# cougar legal?



## jatc (Oct 24, 2008)

My all time favorite is from 1984.

Ozzy Osbourne had a show at what was then the Saginaw Civic Center (now the Dow Event Center). Apparently they were driving up M-52 and the truck that had the caged black panther he used in the show ran off the road and flipped just south of St. Charles. The cage broke open and the panther escaped.

For years the DNR tried to trap the animal, but to no avail. Rumors of pets coming up missing in the Brant area along with the typical bar stool stories of "a big black cat crossing in front of vehicles at night" become the norm.

I STILL hear people talk about recently seeing "the cat that got loose when Ozzy was here".

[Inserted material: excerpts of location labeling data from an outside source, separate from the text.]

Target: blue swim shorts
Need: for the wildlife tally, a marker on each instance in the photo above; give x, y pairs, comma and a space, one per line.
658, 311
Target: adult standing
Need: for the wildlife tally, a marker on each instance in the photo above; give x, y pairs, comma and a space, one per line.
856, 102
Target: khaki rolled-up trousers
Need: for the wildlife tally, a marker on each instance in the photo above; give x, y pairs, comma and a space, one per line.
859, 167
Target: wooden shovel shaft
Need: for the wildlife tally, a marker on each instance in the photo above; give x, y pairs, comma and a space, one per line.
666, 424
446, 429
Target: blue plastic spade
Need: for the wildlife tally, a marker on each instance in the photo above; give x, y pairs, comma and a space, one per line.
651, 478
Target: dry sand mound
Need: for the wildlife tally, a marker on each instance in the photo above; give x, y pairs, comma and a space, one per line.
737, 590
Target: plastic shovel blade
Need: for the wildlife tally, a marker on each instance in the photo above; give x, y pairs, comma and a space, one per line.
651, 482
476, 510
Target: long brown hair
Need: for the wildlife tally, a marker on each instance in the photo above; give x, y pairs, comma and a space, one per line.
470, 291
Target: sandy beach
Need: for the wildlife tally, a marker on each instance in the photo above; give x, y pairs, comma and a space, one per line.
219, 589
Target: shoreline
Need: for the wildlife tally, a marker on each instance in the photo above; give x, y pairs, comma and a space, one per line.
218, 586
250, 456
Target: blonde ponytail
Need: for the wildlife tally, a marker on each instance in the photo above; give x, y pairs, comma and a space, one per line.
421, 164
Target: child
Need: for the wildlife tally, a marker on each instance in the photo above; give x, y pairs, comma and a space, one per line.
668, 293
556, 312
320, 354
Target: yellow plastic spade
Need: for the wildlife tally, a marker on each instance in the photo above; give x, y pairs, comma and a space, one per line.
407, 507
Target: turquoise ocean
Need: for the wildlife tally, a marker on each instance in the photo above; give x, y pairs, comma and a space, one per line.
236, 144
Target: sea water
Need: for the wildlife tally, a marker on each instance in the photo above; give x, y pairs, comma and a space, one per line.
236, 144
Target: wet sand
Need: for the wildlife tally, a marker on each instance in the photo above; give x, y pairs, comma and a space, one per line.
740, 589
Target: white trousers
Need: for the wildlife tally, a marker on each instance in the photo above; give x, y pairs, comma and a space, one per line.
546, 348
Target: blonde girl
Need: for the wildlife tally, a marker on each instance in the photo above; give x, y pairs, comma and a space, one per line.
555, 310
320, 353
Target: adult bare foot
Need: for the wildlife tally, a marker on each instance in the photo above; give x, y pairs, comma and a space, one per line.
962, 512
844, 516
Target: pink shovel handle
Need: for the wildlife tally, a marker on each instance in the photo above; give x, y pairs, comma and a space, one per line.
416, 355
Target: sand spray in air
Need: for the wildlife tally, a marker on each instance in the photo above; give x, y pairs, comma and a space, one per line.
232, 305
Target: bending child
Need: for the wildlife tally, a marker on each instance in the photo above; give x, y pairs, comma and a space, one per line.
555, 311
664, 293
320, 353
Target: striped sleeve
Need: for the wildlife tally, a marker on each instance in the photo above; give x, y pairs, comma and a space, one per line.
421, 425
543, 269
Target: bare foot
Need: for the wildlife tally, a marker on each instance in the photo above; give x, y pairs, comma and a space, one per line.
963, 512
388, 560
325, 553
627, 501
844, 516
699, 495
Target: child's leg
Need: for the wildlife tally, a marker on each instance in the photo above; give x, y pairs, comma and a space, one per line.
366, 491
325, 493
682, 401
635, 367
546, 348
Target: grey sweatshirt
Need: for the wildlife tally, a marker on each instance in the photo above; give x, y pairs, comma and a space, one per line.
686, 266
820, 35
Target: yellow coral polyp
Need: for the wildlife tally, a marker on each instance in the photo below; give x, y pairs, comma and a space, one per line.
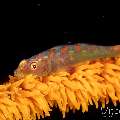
32, 95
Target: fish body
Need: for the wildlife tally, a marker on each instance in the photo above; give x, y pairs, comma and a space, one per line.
63, 56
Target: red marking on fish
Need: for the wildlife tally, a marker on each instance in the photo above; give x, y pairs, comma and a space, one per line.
64, 50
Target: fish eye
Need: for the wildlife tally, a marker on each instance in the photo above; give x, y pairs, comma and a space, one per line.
33, 65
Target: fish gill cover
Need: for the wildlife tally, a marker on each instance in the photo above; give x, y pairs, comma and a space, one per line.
78, 85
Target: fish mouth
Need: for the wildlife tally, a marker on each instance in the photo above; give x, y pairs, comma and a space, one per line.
18, 74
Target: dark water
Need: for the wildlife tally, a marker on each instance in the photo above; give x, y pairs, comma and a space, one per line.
27, 45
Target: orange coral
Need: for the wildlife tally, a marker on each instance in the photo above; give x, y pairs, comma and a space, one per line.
92, 81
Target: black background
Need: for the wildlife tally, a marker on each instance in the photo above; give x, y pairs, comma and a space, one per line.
37, 28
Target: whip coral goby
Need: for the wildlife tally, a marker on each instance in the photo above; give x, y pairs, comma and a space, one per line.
70, 76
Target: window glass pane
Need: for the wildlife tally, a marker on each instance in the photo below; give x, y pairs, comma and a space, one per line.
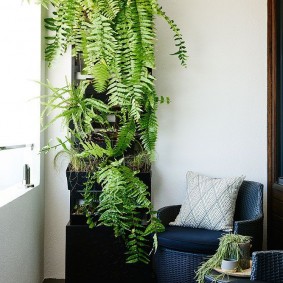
20, 51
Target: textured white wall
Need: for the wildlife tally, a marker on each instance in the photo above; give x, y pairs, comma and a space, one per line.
216, 122
21, 239
22, 220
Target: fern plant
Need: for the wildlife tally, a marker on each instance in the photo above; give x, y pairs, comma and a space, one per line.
116, 41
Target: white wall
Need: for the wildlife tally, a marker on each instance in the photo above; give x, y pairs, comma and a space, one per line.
22, 220
57, 196
21, 239
216, 123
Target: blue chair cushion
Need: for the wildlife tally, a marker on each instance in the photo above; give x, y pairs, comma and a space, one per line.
189, 239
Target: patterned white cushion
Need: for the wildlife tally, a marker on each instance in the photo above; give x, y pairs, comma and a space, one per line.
210, 202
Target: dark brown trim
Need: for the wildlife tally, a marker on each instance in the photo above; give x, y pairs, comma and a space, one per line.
271, 105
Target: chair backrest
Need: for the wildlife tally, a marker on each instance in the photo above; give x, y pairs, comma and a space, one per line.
249, 203
267, 266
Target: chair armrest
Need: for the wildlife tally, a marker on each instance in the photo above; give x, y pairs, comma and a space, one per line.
168, 214
253, 228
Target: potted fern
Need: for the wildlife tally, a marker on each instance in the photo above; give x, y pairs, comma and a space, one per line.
115, 42
232, 247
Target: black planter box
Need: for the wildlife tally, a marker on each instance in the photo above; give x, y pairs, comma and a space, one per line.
95, 255
76, 182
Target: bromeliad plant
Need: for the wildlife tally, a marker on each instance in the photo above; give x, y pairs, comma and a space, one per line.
115, 39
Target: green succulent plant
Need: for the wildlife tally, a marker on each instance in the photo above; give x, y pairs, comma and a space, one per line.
115, 40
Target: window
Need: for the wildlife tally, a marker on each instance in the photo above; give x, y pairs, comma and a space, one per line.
20, 50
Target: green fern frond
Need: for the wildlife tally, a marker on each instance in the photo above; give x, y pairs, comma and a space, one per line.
148, 128
179, 42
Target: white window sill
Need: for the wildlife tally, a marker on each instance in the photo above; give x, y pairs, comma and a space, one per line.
12, 193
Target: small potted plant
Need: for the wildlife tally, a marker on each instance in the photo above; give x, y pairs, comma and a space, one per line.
232, 247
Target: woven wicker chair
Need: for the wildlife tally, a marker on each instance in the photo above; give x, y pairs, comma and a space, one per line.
182, 249
267, 266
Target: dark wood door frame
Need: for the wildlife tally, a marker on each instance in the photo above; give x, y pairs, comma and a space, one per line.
271, 106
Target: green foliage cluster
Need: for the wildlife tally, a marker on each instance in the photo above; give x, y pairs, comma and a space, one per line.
228, 248
115, 39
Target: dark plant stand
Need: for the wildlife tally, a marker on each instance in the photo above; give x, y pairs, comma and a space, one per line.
96, 255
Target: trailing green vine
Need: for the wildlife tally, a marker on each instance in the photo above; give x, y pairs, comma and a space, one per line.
115, 39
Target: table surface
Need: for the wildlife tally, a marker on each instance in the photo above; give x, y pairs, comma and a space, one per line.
212, 278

That cat is over 30 years old now!


----------



## The Rev. (Apr 13, 2010)

jatc said:


> My all time favorite is from 1984.
> 
> Ozzy Osbourne had a show at what was then the Saginaw Civic Center (now the Dow Event Center). Apparently they were driving up M-52 and the truck that had the caged black panther he used in the show ran off the road and flipped just south of St. Charles. The cage broke open and the panther escaped.
> 
> ...


It probably partied with Ozzy and know nothing can kill it


----------



## bigdaddyfischer (Jan 2, 2011)

I saw a couple bald eagles near St Charles just the other day, wish I would have known season was open. Will keep my eyes peeled for the cougar!


----------



## Robert Holmes (Oct 13, 2008)

There are a couple of them in Mackinac county, good luck.


----------



## Wolverick (Dec 11, 2008)

Sounds like cabin fever has taken hold of everyone.


----------



## DirtySteve (Apr 9, 2006)

Wolverick said:


> Sounds like cabin fever has taken hold of everyone.


nothing amuses me more on this site than a good argument about existence of cougars. I remember on a couple yrs ago where a guy photoshopped a trail came pic to show a cougar stalking a fawn at a feeder......then he posted another of himself on all fours stalking the couger. funny stuff.


_Posted from Michigan-sportsman.com App for Android_


----------